Wegen fehlender Holzsammelrechte lehnten die Hilgesdorfer sich eines Tages gegen ihren Herren auf. Sie zogen nach Dönstedt, um dort vor dem Gut zu protestieren - und landeten nach einem Gespräch mit ihrem Herrn bei einer Bierrunde im Gasthaus, die auf den Herrn ging. Um 1900 gab es noch ganze drei Gehöfte mit Vieh und 35 Einwohner, dafür aber auch sechs Haushalte mit Viehhaltung, 10 Pferde, 79 Rinder und bemerkenswerte 2222 Obstbäume.
Die Natur spielt bis heute eine wichtige Rolle im Leben der Einwohner. Sie schätzen ihr naturnahes Wohnen und sorgen wie mit dem Anlegen einer Streuobstwiese für entsprechende Aufforstung.
Ab dem Jahr 1945 übernahmen Annemarie Kaiser und Bianca Damm die geschichtliche Darstellung.
Ein Zeitungsausschnitt aus der Volksstimme hatte Hilgesdorf einmal als "vergessenes Dorf", ein anderes Mal als "Schmerzenskind" bezeichnet. Selbst der Versuch, es zu einem sozialistischen Musterdorf zu machen, scheiterte schon an den überaus bescheidenen Voraussetzungen.
Dabei sollten Schule, Gasthaus, Bäckerei, Ställe, Wirtschaftsgebäude und 13 Neubauernstellen entstehen. Weil es an Pauspapier mangelte, konnte das Dorf zum Beispiel noch nicht einmal wie geplant vermessen werden.
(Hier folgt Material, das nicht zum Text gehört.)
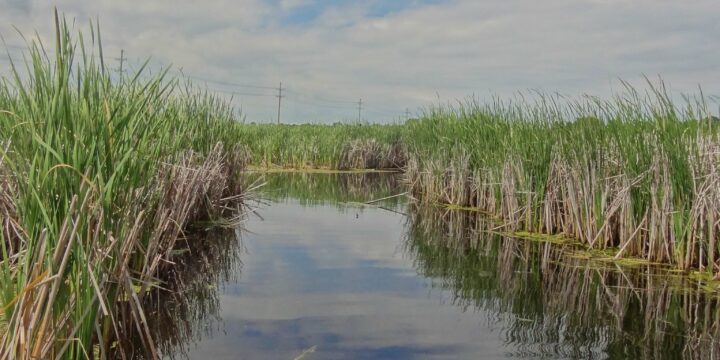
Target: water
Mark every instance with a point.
(325, 278)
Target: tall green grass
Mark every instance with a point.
(100, 177)
(636, 172)
(355, 146)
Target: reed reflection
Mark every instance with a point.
(549, 302)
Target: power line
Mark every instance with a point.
(225, 83)
(241, 93)
(319, 99)
(329, 106)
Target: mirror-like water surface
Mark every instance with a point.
(325, 278)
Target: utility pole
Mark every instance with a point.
(280, 96)
(121, 59)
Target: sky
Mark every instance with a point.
(398, 56)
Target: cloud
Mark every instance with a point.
(407, 55)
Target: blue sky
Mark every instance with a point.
(397, 55)
(309, 11)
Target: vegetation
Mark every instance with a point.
(354, 146)
(636, 173)
(547, 303)
(99, 179)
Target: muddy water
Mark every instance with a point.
(325, 278)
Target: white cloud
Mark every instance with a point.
(409, 57)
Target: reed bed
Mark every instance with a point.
(636, 174)
(99, 179)
(339, 146)
(547, 303)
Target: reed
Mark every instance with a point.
(340, 146)
(636, 173)
(545, 302)
(99, 178)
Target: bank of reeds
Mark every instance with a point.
(546, 302)
(338, 147)
(637, 173)
(99, 179)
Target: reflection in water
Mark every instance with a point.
(558, 305)
(341, 188)
(367, 283)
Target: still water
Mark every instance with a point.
(322, 277)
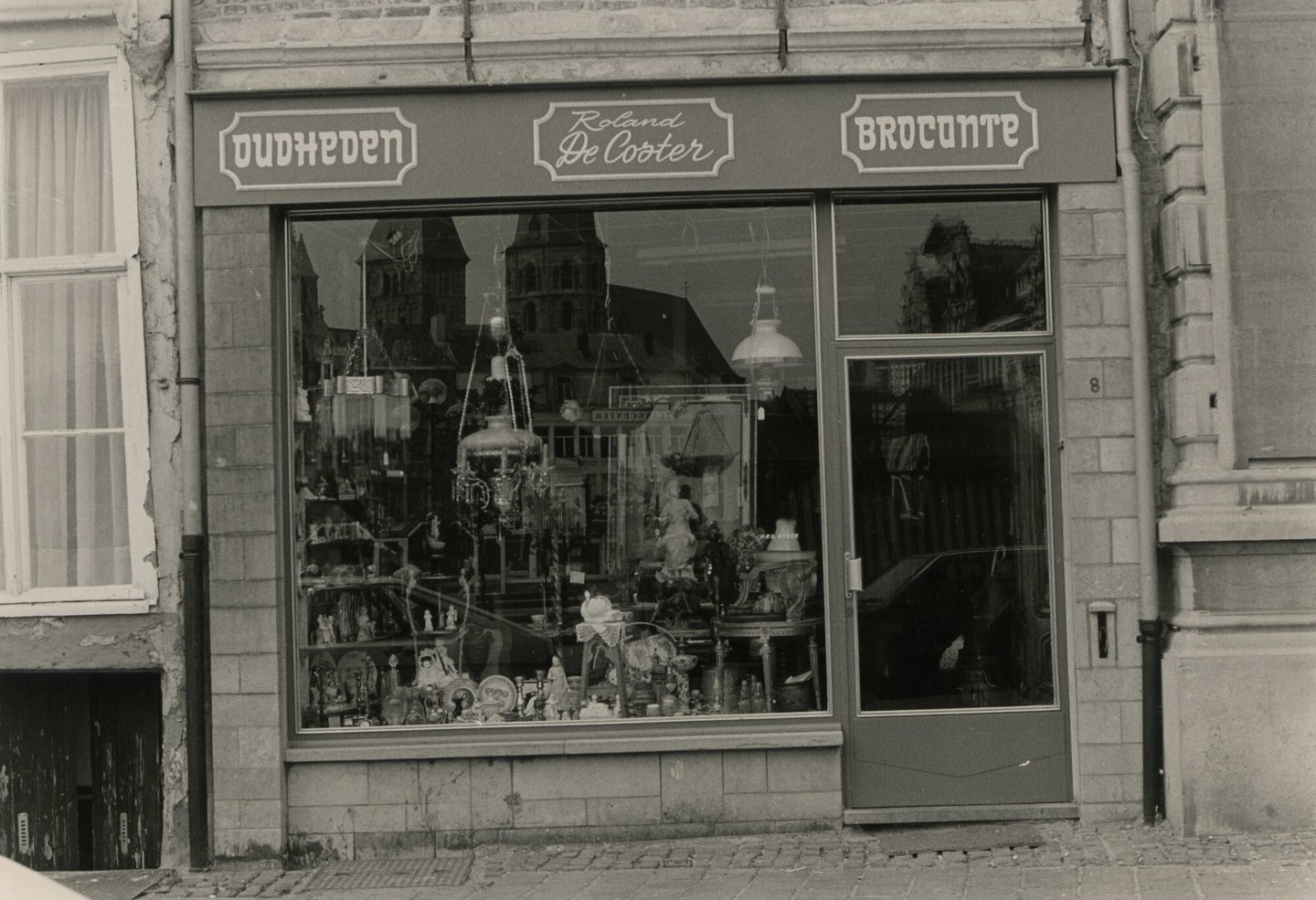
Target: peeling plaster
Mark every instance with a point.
(98, 640)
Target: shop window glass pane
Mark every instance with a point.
(950, 498)
(470, 550)
(58, 179)
(941, 268)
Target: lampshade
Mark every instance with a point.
(765, 355)
(766, 346)
(765, 352)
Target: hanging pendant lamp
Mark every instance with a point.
(765, 355)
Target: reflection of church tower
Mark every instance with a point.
(415, 289)
(957, 283)
(310, 328)
(556, 274)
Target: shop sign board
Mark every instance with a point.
(972, 131)
(633, 138)
(564, 141)
(291, 149)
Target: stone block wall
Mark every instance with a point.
(241, 504)
(1100, 525)
(412, 808)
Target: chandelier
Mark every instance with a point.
(500, 465)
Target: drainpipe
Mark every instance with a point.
(196, 630)
(1151, 625)
(467, 36)
(783, 26)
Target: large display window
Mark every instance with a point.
(554, 465)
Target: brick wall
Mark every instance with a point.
(241, 516)
(412, 808)
(1097, 425)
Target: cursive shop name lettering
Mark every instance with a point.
(594, 136)
(301, 149)
(947, 132)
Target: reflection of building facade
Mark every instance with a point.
(956, 283)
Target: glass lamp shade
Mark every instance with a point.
(499, 439)
(763, 356)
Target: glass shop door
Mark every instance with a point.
(956, 683)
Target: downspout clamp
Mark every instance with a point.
(467, 36)
(195, 603)
(1151, 625)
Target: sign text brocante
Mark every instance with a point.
(314, 149)
(939, 132)
(628, 140)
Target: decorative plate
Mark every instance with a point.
(449, 693)
(498, 690)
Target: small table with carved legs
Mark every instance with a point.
(768, 631)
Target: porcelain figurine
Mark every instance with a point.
(678, 540)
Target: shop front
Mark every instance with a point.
(672, 458)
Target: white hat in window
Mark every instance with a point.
(598, 609)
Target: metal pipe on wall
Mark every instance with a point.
(1151, 625)
(195, 601)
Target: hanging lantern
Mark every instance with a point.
(361, 403)
(515, 454)
(368, 404)
(765, 355)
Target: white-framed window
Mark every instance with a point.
(75, 535)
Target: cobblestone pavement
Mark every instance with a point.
(1082, 862)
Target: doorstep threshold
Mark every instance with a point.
(980, 813)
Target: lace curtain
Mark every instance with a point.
(59, 197)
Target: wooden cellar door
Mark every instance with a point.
(126, 777)
(38, 782)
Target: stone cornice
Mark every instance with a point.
(1238, 524)
(284, 54)
(49, 14)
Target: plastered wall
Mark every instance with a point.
(148, 641)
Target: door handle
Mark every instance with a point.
(853, 574)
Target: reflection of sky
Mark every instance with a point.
(712, 256)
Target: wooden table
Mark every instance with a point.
(768, 631)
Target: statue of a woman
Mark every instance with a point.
(678, 541)
(557, 687)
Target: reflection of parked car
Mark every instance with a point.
(365, 639)
(956, 627)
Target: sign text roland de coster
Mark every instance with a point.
(613, 140)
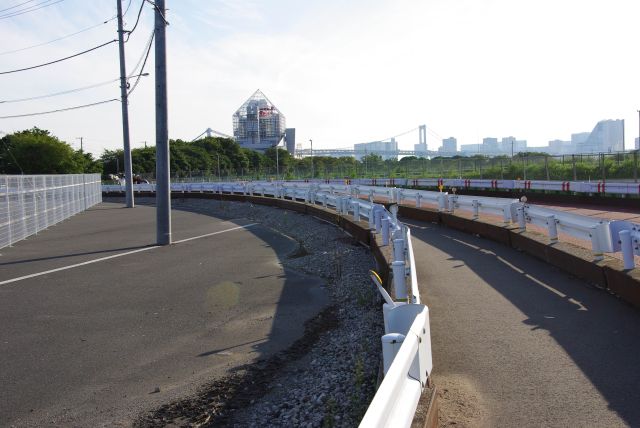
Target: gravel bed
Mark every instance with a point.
(328, 377)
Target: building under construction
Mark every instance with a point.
(259, 125)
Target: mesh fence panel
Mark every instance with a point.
(31, 203)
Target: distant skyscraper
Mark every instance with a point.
(607, 136)
(258, 124)
(386, 149)
(449, 145)
(490, 145)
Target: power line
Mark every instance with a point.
(31, 9)
(59, 60)
(18, 5)
(70, 91)
(142, 56)
(59, 110)
(143, 64)
(137, 21)
(59, 38)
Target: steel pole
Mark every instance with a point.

Während Flechtingen seit 1910 elektrisches Licht hatte, musste Hilgesdorf noch bis 1951 darauf warten.
Die von der Regierung verordnete zwingende Notwendigkeit eines Gasthauses wurde von den Einwohnern heute belächelt, doch damals wäre das die einzige Möglichkeit gewesen, Handwerker ins Dorf zu bekommen, die beim Aufbau helfen sollten. Jahreszeitlich bedingt war Hilgesdorf oft wegen schlammiger Wege nicht mit dem Wagen zu erreichen. Heute schätzen die 51 Bewohner die Ruhe und Abgeschiedenheit ihrer Heimat.